Più tardi, nel gennaio 1997, voglio accertarmi di non aver concepito idee peregrine sul Denizli e lascio da parte ogni paura di essere eventualmente smentito. O la va o la spacca. Scrivo nuovamente a Périquet:
"Moi
et vous nous avons déjà parlé sur la voix du Denizli. Je pense que vous
êtes d’accord que la structure de cette race est méditerranéenne (si je
me trompe, dites-le moi). Quelle est la voix de la femelle du coq Denizli? La
modification du chant a intéressé seulement le coq ou la poule aussi?
Encore une
chose: de quelle couleur est la coquille de l'oeuf? Dans le travail de Irina
Moiseyeva ci-joint vous pouvez voir que parfois la couleur de la coquille n’est
pas si importante pour décider l’arbre généalogique. Mais c’est un
élément important."
Jean Claude mi risponde così:
"En
ce qui concerne les poules Denizli, je pense que cette race est
méditerranéenne; il doit y avoir aussi du sang de Combattent?
Effectivement,
les poules Denizli ont un chant spécial: quand on les attrape ou en d'autres
circonstances, elles émettent un chant semblable à celui du coq mais
beaucoup plus court.
La couleur
de la coquille des oeufs est blanche."
[1] Facciamo un’anticipazione che analizzeremo più a fondo quando avremo modo di parlare degli Atahualpoidi Italici. Secondo alcuni studiosi, la Gallia non trasse il nome dal pollo in quanto le parole gallo o allo sono indoeuropee e significano straniero. Quindi, il vocabolo gallo aveva lo stesso significato assunto successivamente dalla parola barbaro. Io non metterei la mano sul fuoco a sostegno di quest’affermazione, in quanto non vale la pena trascurare certi dati linguistici, talora molto più precisi di certi reperti fossili.

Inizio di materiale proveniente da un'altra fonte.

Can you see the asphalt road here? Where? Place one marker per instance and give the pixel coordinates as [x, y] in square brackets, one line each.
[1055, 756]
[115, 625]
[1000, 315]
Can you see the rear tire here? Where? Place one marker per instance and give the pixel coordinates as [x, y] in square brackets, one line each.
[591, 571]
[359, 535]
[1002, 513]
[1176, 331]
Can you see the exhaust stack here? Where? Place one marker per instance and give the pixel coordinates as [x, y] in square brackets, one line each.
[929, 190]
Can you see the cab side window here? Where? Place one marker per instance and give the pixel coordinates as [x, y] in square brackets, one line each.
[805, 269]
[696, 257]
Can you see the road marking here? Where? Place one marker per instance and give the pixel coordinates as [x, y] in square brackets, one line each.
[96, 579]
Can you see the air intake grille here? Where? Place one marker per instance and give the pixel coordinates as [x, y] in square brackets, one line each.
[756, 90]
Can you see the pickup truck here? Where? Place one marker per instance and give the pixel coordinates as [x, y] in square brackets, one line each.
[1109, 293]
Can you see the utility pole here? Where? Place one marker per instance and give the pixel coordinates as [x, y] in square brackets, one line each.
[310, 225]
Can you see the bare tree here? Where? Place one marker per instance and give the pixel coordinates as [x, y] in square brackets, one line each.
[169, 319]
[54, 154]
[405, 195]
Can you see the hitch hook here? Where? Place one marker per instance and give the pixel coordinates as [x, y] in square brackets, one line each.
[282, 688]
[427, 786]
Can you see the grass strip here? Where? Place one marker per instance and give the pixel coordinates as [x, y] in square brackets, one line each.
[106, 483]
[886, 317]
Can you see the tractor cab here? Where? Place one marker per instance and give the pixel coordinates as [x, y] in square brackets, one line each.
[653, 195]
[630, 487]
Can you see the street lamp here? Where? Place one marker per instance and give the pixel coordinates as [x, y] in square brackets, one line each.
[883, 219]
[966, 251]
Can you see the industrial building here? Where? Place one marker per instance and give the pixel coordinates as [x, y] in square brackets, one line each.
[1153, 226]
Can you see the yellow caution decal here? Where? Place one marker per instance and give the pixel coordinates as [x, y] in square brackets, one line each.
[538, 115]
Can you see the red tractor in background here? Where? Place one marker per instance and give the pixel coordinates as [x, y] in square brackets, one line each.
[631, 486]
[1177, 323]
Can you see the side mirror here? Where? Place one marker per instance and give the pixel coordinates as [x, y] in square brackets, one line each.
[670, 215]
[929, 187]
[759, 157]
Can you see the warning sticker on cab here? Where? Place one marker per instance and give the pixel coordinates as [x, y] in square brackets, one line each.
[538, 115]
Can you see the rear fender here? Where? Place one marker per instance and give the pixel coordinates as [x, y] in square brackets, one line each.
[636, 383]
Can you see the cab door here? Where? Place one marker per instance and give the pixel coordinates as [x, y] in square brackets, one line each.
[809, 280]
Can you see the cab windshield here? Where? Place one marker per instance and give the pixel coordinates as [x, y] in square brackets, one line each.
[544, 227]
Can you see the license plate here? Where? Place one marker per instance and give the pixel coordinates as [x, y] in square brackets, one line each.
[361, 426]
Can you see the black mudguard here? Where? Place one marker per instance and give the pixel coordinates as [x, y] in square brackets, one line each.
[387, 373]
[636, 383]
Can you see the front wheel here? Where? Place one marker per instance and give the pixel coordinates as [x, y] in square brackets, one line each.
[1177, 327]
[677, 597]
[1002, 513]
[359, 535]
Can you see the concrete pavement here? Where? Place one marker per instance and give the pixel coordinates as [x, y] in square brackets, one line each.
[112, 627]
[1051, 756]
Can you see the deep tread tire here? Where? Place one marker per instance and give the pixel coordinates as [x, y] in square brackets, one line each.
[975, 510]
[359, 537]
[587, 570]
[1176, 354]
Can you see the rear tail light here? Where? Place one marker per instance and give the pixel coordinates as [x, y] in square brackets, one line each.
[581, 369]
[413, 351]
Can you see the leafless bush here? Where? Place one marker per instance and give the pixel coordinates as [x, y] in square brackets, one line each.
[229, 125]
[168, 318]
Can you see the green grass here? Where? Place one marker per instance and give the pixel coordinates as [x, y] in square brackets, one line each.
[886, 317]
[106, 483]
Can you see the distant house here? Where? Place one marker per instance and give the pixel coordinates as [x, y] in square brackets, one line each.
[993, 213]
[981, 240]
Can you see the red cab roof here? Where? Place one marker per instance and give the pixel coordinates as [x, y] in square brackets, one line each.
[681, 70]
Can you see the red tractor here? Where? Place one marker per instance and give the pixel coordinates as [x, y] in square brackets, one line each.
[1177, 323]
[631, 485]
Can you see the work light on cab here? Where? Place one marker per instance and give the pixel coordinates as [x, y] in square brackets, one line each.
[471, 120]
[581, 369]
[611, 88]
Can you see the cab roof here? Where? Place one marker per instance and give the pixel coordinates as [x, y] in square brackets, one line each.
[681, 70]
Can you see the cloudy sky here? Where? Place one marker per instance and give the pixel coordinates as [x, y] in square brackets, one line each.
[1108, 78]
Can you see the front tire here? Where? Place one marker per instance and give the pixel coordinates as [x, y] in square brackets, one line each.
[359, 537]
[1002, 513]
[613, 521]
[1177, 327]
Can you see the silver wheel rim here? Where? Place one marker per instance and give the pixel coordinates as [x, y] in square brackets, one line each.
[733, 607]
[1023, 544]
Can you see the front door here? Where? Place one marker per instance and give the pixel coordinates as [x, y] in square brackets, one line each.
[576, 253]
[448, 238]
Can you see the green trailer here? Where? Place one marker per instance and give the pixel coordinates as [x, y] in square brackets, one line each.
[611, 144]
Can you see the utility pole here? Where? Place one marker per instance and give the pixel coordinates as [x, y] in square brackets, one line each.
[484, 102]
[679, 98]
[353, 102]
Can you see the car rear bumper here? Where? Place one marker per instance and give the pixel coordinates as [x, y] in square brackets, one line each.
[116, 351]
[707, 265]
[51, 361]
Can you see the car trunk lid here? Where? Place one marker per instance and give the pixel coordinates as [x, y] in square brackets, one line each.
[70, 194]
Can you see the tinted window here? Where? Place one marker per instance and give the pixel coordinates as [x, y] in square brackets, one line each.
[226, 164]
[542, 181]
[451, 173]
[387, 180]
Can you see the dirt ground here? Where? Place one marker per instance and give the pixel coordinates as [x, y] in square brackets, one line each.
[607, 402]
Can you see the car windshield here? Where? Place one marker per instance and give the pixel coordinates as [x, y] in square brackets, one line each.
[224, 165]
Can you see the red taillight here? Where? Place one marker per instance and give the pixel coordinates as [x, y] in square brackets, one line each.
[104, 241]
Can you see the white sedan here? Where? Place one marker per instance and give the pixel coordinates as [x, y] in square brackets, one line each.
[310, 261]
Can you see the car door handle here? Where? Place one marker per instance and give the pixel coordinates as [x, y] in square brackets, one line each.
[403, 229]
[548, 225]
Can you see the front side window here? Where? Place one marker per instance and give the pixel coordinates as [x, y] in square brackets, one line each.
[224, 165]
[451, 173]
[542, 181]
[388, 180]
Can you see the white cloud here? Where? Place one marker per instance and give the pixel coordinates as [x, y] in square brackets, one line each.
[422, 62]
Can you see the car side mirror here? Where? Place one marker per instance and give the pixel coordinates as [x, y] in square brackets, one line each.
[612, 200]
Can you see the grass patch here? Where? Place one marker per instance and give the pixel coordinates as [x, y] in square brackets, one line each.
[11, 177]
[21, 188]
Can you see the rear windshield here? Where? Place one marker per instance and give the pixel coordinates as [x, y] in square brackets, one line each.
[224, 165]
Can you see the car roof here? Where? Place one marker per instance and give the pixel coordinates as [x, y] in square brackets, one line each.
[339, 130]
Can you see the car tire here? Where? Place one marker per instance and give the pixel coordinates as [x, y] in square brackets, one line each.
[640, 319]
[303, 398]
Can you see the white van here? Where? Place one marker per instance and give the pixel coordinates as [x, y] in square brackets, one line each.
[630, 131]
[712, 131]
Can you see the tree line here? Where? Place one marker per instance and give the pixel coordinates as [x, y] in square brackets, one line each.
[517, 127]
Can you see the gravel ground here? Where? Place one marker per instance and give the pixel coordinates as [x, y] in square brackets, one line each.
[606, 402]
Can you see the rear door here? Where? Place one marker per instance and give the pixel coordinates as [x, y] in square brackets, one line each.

[2] Vedremo, tuttavia, che il Gallus bravardi, pur costituendo una specie relativamente giovane in quanto databile a circa 3 milioni di anni fa, è nota in diverse località della Francia.
[3] Vorrei preannunciare e sottolineare che la penultima classificazione, non adottata da Darwin per ragioni puramente cronologiche, designa come bankiva la sottospecie giavanese e che la sottospecie indiana è tuttora rappresentata dal murghi. Giustamente l’ultima classificazione propone di denominare javanicus il bankiva.
[4] Gincray si trova poco a nord di Verdun, dove vive la famiglia Périquet.